Dr. Christian Krekeler, Freie Universität Berlin, Germany

Abstract
GC-AdResS is a technique that speeds up computations without loss of accuracy for key system  properties by dividing the simulation box into two or more regions having different levels of resolution, for instance a high resolution region where the molecules of the system are treated at an atomistic level of detail, and other regions where molecules are treated at a coarse grained level, and transition regions where a weighted average of the two resolutions is used. The goal of the E-CAM GC-AdResS pilot project was to eliminate the need of a transition region so as to significantly improve  performance, and to allow much greater flexibility. For example, the low resolution region can be a particle reservoir (ranging in detail from coarse grained to ideal gas particles) and a high resolution atomistic region with no transition region, as was needed hitherto. The only requirement is that the two regions can exchange particles, and that a corresponding “thermodynamic” force is computed self-consistently, which it turns out is very simple to implement.

Mesoscale simulation of billion atom complex systems using thousands of GPGPUS’s

Dr. Jony Castagna, Science and Technology Facilities Council, UK

Mesoscale models for polarisable solvents: application to oil-water interfaces

Dr. Silvia Chiacchiera, Science and Technology Facilities Council, UK

Abstract
Water is a polar liquid and has a dielectric permittivity much higher than typical apolar liquids, such as light oils. This strong dielectric contrast at water-oil interfaces affects electrostatics and is important, for example, to include these effects to describe biomolecular processes and water-oil mixtures involving surfactants, as detergents. In this pilot project, developed in collaboration with Unilever and Manchester University, we have proposed and analysed a class of polarisable solvent models to be used in Dissipative Particle Dynamics (DPD), a coarse-grained particle-based simulation method commonly used in various industrial sectors. Related software modules for the DL_MESO package have also been developed.

Designing control pulses for superconducting qubit systems with local control theory

Dr. Momir Mališ, École Polytechnique Fédérale de Lausanne, Switzerland

Abstract
A quantum logic gate is one of the key components of the quantum computer, and designing an effective quantum universal gate is one of the major goals in the development of quantum computers. We have developed a software based on local control theory to design efficient state preparation control pulses for universal quantum gates which drive full population transfer between qubit states.
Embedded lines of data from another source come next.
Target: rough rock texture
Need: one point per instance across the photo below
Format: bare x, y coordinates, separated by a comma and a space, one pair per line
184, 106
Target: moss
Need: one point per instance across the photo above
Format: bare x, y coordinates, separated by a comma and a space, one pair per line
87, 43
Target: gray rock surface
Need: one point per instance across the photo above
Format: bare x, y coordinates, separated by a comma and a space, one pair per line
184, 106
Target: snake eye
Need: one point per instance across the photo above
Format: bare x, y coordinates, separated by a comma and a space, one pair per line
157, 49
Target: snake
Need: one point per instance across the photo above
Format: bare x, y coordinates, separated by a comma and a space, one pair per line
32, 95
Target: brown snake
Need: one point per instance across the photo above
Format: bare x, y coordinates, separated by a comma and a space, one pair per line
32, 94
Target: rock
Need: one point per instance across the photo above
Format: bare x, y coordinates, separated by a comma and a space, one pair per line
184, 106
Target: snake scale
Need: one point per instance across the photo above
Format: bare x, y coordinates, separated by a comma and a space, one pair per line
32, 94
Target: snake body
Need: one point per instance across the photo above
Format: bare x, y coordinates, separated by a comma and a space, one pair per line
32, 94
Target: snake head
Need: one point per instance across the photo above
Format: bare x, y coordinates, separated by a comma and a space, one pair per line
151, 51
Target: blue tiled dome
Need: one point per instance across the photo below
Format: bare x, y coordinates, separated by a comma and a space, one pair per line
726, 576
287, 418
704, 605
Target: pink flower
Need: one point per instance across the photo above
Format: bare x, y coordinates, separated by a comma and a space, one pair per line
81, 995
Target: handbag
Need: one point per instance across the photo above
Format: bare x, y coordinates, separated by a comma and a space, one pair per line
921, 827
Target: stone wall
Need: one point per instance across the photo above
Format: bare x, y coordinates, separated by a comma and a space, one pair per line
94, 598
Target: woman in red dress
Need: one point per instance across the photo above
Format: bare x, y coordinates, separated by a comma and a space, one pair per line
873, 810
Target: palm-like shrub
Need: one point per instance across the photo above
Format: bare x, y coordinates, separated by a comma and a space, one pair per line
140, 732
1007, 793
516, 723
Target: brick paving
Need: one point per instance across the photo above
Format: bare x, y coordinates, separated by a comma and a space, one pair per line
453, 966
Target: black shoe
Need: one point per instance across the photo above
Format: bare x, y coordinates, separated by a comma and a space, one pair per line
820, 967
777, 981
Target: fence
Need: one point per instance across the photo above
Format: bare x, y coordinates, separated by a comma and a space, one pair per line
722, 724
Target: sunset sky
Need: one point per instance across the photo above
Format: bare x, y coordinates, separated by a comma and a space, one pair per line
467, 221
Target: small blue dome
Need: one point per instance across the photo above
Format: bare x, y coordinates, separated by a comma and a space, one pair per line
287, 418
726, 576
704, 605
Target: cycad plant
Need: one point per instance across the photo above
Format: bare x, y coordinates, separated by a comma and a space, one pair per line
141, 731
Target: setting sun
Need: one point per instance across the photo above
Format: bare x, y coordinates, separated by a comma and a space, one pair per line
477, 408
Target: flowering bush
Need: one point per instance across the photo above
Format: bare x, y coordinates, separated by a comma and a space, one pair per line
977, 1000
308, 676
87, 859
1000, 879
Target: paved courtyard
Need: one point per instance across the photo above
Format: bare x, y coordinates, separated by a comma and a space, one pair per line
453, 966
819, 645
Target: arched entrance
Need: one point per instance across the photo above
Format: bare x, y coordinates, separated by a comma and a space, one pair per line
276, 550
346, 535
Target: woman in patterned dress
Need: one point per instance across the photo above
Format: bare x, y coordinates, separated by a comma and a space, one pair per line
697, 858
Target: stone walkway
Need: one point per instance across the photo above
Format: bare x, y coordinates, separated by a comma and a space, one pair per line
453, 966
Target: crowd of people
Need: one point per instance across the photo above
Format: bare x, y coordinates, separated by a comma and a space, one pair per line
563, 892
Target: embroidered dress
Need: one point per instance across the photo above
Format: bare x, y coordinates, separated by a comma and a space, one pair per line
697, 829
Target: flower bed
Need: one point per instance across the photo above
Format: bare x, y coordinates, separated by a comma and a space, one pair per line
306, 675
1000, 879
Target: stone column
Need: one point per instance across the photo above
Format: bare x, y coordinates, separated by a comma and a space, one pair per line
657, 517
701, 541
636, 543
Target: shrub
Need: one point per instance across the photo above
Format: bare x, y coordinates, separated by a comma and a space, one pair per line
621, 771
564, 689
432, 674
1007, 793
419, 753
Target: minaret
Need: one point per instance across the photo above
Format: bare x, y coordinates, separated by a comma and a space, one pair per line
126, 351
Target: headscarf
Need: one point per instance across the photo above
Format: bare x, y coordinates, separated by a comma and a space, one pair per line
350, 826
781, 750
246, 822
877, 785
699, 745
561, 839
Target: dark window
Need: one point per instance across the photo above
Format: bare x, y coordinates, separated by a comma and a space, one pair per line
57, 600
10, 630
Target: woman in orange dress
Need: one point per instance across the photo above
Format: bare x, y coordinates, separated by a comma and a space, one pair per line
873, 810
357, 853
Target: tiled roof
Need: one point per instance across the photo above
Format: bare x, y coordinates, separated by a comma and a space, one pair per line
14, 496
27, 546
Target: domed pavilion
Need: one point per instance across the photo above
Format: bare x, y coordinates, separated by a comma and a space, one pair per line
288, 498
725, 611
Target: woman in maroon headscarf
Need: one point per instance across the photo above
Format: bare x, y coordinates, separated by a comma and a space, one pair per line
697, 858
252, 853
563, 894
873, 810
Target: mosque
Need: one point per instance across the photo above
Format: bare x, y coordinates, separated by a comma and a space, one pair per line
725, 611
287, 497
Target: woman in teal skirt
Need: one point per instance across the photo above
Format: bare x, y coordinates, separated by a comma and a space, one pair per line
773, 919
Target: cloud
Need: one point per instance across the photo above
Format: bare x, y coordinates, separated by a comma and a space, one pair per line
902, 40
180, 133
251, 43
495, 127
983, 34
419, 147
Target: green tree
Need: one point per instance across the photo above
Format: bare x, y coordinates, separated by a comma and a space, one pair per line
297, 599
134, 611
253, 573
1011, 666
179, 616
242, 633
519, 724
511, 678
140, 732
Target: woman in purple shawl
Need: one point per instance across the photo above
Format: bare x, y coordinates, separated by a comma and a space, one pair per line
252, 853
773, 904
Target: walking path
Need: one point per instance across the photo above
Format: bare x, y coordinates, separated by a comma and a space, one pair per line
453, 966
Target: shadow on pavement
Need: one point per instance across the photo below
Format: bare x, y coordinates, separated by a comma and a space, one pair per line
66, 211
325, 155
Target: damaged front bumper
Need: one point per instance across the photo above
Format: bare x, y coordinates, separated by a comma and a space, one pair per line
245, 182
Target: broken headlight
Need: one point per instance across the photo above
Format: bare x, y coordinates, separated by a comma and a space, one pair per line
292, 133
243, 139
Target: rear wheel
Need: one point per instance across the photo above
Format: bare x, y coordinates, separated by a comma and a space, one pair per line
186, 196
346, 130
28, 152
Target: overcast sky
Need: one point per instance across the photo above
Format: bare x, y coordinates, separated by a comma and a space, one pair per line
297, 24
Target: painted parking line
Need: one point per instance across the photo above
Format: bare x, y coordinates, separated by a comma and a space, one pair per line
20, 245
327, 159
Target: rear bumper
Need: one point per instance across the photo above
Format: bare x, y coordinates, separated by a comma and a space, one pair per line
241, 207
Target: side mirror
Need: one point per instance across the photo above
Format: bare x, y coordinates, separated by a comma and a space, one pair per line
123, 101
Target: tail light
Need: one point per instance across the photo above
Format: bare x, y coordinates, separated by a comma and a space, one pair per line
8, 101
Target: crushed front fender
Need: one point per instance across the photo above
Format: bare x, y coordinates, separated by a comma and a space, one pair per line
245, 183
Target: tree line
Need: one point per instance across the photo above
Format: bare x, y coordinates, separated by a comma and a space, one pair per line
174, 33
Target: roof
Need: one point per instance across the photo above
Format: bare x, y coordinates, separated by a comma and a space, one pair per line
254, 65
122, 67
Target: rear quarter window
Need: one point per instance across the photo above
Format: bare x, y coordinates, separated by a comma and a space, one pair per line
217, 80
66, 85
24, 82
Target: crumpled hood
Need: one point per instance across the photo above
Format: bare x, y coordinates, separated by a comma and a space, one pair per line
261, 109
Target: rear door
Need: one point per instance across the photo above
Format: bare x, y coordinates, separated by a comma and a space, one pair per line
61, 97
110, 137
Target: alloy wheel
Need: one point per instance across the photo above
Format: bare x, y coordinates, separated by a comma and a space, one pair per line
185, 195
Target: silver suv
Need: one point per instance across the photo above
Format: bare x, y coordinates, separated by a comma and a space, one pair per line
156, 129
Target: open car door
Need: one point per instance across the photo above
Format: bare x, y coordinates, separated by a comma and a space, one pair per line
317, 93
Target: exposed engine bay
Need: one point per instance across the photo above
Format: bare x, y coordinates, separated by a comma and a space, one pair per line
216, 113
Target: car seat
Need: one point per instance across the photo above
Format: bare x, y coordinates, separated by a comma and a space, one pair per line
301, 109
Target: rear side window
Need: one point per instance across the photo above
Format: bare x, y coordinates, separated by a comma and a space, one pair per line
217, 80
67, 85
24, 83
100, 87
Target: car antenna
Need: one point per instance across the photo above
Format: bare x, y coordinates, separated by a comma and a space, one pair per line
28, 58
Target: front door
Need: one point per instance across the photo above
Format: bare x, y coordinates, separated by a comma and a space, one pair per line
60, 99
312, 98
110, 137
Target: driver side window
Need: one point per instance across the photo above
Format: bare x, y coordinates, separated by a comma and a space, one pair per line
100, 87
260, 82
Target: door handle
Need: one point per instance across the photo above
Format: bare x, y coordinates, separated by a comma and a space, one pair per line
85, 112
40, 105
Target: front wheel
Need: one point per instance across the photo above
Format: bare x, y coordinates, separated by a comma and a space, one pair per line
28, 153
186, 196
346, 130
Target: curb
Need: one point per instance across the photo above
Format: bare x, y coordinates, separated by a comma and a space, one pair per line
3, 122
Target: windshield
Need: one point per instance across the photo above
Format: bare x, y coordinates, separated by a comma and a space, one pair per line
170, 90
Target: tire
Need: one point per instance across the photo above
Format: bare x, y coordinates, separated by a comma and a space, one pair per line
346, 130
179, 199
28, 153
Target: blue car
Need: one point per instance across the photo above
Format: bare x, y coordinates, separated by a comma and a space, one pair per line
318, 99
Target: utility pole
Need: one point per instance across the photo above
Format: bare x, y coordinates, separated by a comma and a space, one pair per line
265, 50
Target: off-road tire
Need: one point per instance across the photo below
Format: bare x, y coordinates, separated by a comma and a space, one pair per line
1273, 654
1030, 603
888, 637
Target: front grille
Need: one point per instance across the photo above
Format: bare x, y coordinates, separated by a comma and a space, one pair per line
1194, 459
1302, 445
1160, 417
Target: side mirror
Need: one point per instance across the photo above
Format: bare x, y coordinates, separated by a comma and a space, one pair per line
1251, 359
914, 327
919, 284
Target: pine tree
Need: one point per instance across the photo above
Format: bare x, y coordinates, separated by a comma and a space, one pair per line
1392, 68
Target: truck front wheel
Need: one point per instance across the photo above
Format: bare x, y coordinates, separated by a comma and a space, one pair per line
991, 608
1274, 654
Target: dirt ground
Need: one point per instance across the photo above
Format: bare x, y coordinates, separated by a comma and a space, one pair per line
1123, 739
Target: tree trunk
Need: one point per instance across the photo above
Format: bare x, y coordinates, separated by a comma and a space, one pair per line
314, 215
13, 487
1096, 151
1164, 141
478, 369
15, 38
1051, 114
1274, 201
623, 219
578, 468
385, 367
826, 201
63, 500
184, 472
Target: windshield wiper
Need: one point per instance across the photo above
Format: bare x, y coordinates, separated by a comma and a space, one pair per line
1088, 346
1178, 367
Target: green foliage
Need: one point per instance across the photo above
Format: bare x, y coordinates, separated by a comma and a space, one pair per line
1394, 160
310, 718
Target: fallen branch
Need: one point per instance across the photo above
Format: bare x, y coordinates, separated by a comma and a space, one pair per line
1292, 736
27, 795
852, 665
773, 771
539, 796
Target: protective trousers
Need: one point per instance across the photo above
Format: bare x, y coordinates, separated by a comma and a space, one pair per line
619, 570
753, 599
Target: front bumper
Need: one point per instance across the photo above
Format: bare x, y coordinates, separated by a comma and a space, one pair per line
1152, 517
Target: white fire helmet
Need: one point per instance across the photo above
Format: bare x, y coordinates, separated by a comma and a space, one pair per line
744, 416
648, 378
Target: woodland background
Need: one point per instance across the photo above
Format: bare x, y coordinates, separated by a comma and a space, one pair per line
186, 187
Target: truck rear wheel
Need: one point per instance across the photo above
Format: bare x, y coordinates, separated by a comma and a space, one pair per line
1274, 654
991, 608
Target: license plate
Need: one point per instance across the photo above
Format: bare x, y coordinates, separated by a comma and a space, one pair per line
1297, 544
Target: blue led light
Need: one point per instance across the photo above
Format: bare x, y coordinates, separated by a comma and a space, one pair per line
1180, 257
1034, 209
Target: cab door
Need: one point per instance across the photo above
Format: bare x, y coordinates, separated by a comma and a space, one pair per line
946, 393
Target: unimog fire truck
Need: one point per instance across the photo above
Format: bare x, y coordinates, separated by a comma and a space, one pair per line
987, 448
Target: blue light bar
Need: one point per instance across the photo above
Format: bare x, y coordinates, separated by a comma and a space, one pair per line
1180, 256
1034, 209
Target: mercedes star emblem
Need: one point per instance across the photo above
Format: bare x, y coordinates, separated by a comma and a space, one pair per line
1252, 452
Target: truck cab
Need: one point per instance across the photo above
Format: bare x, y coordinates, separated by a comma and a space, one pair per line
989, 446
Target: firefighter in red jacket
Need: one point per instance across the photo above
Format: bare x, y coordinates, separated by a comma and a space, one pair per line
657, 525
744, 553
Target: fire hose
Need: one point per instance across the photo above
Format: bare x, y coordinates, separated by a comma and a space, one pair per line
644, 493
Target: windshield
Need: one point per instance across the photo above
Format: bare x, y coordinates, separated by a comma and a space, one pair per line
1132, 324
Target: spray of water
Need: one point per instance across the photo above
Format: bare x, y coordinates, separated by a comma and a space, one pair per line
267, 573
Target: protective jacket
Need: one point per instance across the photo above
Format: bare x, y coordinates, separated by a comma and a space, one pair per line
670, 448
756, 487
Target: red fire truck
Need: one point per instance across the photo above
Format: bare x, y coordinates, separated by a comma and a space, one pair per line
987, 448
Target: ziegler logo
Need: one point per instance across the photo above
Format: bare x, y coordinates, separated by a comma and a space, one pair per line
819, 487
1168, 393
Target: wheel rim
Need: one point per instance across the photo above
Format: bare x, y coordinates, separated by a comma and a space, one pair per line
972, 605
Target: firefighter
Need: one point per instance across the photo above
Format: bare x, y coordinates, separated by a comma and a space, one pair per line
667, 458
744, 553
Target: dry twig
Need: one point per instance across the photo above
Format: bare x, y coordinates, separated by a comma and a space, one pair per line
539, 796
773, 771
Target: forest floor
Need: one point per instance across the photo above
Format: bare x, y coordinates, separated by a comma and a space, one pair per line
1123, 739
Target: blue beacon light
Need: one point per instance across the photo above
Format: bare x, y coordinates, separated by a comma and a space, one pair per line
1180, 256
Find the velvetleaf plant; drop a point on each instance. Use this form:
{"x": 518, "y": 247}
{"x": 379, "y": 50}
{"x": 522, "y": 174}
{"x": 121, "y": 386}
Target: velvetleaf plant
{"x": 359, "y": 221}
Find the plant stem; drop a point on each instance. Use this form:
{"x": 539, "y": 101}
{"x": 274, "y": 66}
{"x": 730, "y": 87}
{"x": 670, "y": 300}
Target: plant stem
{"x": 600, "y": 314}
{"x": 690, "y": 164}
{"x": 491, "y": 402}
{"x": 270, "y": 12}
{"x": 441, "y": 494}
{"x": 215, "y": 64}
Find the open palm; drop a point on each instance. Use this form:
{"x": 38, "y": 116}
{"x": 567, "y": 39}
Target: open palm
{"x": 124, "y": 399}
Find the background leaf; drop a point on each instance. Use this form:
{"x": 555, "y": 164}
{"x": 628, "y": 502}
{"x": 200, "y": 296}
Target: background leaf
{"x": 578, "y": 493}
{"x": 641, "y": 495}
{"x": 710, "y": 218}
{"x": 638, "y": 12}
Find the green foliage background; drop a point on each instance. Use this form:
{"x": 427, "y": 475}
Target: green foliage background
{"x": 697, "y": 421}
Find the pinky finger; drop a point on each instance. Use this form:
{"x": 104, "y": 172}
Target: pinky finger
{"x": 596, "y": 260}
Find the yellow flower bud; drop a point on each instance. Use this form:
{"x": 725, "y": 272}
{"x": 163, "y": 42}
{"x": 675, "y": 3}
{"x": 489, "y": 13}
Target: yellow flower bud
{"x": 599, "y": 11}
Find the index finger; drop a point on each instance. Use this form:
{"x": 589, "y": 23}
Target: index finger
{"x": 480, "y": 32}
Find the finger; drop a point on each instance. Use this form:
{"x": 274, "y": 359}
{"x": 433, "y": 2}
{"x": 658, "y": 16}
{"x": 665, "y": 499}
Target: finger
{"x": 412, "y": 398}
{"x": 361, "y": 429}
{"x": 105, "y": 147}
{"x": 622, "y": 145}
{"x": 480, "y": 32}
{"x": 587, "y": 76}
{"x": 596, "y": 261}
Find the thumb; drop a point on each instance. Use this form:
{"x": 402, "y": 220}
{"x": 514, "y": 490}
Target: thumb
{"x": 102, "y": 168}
The implementation of a hierarchical equilibration strategy for polymer melts, to help studying the rheological properties of new composite materials

Dr. Hideki Kobayashi, Max Planck Institut für Polymerforschung, Germany

Abstract
The ability to accurately determine and predict properties of newly developed polymer materials is highly important to researchers and industry, but at the same time represents a significant theoretical and computational challenge. We have developed a novel multiscale simulation method based on the hierarchical equilibration strategy, which significantly decreases the equilibrium properties calculation time while satisfying the thermodynamic consistency. A number of E-CAM modules was developed and implemented in he ESPResSo++ software package.

The simulation of metal ions in protein-water systems using machine learning

Dr. Francesco Fracchia, Scuola Normale Superiore di Pisa, Italy

Abstract
One quarter to one third of all proteins require metals to function but the description of metal ions in standard force fields is still quite primitive. In this case study and interview an E-CAM project to develop a suitable parameterisation using machine learning is described. The training scheme combines classical simulation with electronic structure calculations to produce a force field comprising standard classical force fields with additional terms for the metal ion-water and metal ion-protein interactions. The approach allows simulations to run as fast as standard molecular dynamics codes, and is suitable for efficient massive parallelism scale-up.